Is it treasonous to go on strike against your employer? Most reasonable people would say no. But, given the opportunity, most Bosses would make it illegal for their employees to strike for better wages and conditions. The government, as employer of many thousands of public sector employees, is the only employer that has the ability to outlaw strikes by its employees. Al Shanker, who led New York City’s school teachers on a number of strikes between the early 1960s and the late 1970s, grumbled that the illegality of strikes and the steep fines and penalties incurred by city unions that strike anyway were a holdover from monarchistic thinking, and that there isn’t even the slimmest pretext of arguing for public safety or welfare in making them illegal. Shanker would point out that teachers at private schools would face no penalty if they chose to strike, even though such a strike would create the same kind of disruptions for parents as a public school strike.

Shanker’s point should be made again in the case of the Transport Workers Union, who are in court trying to get their dues checkoff reinstated, after it was canceled as a part of the hefty fines and penalties that were levied against the union after its 2005 strike. Even though the MTA, the technical employer of New York’s bus and subway workers, supports the union’s efforts to return to regular operations (apparently, the union’s inability to handle a backlog of grievances is harming the Authority’s ability to run the system), the Bloomberg administration is opposing it, demanding that union leaders “once and for all time declare unequivocally that they may not, and will not, ever again engage in a strike.”

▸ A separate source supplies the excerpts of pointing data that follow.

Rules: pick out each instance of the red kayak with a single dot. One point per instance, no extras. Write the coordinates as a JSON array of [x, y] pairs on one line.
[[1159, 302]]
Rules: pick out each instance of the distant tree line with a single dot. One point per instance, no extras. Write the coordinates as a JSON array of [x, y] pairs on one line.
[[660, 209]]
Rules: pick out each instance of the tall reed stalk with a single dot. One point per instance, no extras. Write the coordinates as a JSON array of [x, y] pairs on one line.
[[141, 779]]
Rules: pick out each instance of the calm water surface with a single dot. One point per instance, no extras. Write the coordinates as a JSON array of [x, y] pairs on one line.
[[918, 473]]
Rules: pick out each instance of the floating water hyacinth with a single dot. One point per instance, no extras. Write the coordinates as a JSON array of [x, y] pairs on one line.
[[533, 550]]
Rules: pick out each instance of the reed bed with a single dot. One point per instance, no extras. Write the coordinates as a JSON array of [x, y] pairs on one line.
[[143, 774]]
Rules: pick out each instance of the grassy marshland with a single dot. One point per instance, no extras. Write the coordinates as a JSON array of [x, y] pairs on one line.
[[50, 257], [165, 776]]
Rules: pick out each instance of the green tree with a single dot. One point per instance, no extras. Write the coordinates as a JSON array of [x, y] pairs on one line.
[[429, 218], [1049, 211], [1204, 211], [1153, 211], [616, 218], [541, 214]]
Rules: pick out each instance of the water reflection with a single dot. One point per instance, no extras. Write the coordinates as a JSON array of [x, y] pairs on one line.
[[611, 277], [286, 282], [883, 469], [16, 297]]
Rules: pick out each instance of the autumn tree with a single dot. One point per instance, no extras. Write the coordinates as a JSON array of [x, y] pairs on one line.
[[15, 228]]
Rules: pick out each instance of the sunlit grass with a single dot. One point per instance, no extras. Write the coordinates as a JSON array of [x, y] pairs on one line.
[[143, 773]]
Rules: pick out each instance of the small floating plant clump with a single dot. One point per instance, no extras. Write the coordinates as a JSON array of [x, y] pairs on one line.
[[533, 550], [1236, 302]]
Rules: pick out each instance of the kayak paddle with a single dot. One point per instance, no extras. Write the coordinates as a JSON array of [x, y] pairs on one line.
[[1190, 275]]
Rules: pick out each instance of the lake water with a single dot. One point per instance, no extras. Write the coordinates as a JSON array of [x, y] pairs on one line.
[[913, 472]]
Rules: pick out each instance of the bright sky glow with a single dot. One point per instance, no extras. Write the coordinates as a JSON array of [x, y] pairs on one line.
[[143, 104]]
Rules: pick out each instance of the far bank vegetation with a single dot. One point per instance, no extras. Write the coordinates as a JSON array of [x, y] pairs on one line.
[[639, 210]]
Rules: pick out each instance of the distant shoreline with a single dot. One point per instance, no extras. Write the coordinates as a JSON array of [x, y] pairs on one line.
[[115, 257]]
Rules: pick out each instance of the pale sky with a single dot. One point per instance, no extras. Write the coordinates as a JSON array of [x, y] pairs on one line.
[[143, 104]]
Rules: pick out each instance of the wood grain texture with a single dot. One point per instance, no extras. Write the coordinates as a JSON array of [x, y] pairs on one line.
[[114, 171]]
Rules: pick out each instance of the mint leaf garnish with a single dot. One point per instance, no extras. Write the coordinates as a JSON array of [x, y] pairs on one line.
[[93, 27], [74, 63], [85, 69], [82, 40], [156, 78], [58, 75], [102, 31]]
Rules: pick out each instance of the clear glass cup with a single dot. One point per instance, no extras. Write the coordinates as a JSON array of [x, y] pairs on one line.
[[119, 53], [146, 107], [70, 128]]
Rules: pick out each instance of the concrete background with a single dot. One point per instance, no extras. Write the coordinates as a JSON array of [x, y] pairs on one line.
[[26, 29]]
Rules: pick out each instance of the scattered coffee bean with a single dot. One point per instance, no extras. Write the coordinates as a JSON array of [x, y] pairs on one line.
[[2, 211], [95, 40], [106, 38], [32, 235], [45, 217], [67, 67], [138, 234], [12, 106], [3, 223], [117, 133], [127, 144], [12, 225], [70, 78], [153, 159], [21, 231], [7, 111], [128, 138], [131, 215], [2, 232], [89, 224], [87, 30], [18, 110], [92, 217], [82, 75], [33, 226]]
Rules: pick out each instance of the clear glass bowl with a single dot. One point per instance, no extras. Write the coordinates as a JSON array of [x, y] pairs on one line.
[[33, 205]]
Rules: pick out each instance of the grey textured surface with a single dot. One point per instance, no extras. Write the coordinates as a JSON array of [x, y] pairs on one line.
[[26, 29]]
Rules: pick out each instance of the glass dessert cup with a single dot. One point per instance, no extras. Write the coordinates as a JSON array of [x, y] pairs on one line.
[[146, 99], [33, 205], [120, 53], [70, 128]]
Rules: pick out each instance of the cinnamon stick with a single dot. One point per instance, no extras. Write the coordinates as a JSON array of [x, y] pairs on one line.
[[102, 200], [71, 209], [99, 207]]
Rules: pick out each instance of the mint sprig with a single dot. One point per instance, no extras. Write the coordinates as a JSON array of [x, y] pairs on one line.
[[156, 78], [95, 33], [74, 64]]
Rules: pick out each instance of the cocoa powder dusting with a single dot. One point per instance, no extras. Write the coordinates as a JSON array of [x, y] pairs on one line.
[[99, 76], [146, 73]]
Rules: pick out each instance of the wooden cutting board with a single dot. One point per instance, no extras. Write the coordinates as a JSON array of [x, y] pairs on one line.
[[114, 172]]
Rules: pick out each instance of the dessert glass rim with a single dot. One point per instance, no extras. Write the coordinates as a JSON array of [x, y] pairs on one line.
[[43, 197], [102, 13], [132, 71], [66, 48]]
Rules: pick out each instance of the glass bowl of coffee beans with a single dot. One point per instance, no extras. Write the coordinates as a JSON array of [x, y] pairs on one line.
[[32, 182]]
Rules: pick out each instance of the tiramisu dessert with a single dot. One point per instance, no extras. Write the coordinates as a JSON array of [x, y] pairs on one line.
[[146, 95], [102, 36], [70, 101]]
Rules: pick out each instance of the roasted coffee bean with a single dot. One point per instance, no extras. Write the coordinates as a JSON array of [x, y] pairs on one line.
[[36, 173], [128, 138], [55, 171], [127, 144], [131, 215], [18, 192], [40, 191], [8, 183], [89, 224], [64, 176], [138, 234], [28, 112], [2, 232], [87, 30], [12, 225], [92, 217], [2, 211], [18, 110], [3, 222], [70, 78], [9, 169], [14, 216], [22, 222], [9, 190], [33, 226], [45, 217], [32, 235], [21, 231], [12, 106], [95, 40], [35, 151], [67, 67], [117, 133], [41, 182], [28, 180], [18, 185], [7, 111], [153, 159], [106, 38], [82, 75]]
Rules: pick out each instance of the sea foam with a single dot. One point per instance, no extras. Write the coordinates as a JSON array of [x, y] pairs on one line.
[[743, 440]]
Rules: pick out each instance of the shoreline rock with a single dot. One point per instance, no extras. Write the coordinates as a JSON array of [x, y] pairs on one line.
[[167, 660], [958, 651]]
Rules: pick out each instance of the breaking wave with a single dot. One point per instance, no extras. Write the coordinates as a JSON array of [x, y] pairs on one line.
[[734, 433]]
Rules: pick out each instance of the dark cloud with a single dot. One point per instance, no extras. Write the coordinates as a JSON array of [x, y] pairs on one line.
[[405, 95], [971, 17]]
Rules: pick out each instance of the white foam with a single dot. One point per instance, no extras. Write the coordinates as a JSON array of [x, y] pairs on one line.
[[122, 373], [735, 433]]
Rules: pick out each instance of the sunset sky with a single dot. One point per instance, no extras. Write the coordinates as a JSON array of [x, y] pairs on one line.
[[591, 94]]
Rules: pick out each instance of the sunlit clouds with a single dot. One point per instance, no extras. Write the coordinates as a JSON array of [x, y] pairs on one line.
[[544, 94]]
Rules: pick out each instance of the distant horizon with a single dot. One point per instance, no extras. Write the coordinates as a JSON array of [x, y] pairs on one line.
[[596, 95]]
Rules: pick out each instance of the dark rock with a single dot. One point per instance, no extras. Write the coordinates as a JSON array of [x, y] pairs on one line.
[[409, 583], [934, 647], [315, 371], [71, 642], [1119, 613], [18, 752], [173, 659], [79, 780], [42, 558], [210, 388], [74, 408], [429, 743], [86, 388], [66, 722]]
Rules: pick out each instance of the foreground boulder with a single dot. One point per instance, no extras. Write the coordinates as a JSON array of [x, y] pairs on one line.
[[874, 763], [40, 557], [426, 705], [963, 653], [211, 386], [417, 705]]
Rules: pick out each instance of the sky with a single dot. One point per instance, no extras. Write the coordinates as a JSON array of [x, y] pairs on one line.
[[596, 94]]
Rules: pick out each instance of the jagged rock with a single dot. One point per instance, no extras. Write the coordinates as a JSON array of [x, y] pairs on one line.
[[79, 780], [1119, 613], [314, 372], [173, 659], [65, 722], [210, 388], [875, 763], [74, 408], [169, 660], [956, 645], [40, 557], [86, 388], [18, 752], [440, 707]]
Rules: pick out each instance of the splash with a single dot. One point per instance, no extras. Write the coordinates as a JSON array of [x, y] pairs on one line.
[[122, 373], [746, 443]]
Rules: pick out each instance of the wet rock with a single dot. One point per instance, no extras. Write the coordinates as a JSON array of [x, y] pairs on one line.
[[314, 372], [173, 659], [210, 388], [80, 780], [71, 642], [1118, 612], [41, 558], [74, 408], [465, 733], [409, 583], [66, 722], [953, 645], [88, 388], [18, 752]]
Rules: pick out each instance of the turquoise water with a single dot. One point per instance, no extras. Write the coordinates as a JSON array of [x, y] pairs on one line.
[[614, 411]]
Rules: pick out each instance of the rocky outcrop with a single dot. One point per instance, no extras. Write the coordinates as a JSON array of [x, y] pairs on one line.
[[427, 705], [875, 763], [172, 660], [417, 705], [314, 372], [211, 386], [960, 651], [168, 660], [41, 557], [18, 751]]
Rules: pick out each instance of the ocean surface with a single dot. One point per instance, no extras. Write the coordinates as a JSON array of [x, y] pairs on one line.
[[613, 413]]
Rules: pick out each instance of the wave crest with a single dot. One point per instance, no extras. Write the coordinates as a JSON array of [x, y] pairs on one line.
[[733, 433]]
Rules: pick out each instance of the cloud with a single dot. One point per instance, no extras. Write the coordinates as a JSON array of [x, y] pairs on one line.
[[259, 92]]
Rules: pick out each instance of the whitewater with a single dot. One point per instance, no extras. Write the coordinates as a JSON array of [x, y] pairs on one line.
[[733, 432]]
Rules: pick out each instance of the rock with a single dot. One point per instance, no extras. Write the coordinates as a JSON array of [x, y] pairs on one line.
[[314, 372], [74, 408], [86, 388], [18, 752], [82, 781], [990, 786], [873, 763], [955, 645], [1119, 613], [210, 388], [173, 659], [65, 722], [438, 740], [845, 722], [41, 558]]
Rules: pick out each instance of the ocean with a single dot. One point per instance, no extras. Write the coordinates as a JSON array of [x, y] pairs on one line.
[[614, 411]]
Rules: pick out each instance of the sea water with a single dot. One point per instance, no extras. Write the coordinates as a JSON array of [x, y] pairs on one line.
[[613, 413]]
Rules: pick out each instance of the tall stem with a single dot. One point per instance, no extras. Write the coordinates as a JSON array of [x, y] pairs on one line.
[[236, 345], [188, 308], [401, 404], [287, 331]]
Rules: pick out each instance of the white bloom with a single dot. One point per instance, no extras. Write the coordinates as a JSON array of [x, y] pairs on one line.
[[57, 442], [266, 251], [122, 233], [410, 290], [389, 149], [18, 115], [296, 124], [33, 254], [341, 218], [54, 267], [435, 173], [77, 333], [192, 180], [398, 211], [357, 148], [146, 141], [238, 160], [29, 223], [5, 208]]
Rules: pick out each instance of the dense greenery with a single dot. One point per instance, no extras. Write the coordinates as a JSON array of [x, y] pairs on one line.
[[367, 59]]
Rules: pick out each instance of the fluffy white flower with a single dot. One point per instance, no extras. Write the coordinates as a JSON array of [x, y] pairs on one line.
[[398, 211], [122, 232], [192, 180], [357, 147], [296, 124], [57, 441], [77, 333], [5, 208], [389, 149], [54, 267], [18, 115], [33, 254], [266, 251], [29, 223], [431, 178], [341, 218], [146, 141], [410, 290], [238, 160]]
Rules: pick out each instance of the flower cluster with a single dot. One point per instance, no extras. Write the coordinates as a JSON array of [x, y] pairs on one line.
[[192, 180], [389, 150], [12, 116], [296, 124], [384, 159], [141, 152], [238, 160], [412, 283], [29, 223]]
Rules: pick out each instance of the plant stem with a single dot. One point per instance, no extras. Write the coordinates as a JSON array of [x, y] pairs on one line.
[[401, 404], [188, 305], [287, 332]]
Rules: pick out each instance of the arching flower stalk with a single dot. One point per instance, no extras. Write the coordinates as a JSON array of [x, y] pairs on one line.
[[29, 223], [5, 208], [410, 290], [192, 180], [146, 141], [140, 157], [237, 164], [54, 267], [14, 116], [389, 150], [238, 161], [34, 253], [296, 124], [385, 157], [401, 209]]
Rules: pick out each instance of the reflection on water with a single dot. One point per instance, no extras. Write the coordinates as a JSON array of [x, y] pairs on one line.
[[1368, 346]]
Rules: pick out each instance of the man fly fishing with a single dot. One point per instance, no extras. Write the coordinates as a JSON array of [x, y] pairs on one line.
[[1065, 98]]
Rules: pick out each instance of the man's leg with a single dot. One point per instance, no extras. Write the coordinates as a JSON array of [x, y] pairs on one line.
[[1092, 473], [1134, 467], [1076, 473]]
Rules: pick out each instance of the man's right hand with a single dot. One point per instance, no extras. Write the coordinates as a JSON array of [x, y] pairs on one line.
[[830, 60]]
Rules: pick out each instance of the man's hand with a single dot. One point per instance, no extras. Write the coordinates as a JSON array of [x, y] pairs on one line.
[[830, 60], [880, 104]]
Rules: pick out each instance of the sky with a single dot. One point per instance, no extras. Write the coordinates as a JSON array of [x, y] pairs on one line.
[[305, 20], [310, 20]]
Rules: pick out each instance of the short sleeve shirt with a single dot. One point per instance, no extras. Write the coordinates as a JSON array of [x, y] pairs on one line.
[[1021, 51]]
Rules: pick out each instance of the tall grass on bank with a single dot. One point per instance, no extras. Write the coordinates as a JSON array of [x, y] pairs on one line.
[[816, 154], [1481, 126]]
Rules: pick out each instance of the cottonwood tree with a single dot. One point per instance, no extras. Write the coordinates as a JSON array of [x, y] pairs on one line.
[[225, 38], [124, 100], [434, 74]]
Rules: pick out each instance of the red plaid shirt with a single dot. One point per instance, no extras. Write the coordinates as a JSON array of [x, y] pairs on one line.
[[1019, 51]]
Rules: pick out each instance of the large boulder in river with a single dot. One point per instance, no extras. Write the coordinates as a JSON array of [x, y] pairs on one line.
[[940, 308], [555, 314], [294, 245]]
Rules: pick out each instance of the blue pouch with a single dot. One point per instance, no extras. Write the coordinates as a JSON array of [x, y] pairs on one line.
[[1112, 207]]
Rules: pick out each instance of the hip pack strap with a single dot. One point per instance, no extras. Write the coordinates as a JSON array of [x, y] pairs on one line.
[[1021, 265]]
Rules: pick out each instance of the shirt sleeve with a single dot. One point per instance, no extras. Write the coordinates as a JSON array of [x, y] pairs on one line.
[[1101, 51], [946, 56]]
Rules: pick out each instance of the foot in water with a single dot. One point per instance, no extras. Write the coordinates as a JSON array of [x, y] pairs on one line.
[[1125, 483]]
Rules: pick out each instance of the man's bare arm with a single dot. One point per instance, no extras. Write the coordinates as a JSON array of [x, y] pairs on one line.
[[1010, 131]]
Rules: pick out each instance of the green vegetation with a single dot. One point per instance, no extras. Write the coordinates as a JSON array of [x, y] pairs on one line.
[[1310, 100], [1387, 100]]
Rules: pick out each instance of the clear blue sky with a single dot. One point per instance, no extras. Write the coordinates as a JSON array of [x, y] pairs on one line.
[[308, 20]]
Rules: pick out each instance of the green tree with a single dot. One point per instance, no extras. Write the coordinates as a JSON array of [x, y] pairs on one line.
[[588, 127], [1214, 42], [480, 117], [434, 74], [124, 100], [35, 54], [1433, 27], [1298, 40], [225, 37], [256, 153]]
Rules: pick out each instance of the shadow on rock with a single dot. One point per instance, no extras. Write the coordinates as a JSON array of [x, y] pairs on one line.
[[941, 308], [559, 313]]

What gall! TWU was actually the first union to be recognized and sign a contract with the city of New York. That’s because the union was first organized in the 1930’s when the city’s bus and subway lines were owned and operated by private corporations. The union struck for and won greater wages and benefits back then, and the strikes were 100% legal. The New York City Transit Authority took over in the 1950’s, and the transit workers became public sector employees and lost their “right” to strike. Same workers, same job, same union, same contract. First legal, then illegal, but not because the idea of a transit strike became “unsafe” or more of a disruption, but simply because the new Boss had the ability to set the laws that made the strike illegal. Good for TWU President Roger Toussaint for refusing to submit to Mayor Bloomberg’s monarchistic thinking.